688 words on three pages today.
Dow has transferred onto the US Navy cargo hauler today, and wakes up on the lunar surface tomorrow. Finally. Friggin’ finally. God, it’s like I can’t tell a story in a concise way or something…
Very little to say about this actual section. It’s a fair amount of tech exposition which won’t mean much later, so I’m not sure I’d get my hopes up about ever reading it. I’m trying to force myself to come up with better, more concise descriptions of things now so that when I get to the later, more plot-vital scenes I’m not bogging myself down with a lot of unnecessary or uninteresting expository text.
I’m also working on forcing myself to write a greater number of shorter scenes that are each focused on a single concept.

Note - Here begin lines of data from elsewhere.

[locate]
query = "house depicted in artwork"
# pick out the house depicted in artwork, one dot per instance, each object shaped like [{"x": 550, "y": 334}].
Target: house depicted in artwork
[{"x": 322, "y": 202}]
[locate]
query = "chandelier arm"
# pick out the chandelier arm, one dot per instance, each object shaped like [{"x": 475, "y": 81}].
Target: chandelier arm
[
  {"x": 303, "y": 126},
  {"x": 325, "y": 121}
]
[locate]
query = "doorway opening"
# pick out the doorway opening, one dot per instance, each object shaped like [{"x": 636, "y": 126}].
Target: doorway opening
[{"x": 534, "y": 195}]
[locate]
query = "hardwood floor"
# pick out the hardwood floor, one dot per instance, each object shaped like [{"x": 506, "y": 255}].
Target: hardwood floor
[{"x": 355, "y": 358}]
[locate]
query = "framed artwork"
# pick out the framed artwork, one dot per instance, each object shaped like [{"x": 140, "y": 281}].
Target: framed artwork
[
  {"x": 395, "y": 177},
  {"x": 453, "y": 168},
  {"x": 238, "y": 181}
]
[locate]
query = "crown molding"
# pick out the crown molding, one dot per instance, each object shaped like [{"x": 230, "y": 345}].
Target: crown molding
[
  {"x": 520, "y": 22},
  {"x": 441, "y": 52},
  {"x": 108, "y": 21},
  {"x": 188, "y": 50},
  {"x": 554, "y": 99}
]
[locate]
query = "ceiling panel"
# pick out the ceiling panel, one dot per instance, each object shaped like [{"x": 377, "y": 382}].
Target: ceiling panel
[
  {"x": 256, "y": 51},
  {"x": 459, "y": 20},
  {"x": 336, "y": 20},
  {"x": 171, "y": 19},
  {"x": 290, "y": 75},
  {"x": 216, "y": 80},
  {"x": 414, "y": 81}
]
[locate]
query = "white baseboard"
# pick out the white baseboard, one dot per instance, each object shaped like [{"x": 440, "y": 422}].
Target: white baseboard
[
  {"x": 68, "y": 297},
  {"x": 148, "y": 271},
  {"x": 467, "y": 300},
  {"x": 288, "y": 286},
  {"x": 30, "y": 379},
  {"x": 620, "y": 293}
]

I think it’ll work nicely in forcing me to get details and plot elements out more quickly, and it’ll just all in all move things along. I worry about making each scene too simple, though, so that’s something that I need to be mindful of.

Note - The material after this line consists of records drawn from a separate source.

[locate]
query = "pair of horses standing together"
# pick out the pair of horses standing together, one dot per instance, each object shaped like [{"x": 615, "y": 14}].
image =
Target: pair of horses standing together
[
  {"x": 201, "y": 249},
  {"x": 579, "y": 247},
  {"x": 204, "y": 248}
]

I’m also starting to wonder about the shelf-life of the First Person voice on this project. It’s working now because we’ve just got the one potential view-point character, but once I get him into larger things I’m worrying that Dow will become boring. Actually, I’m just all around worried about the Dow character and whether or not he’s any fun. I mean, I don’t think that he has to be some sort of gigantic, gonzo, Spider Jerusalem-esque creation…but I do think that he might need some re-drawing to make him a little bigger and less dour.
Lots of work still to come, I guess.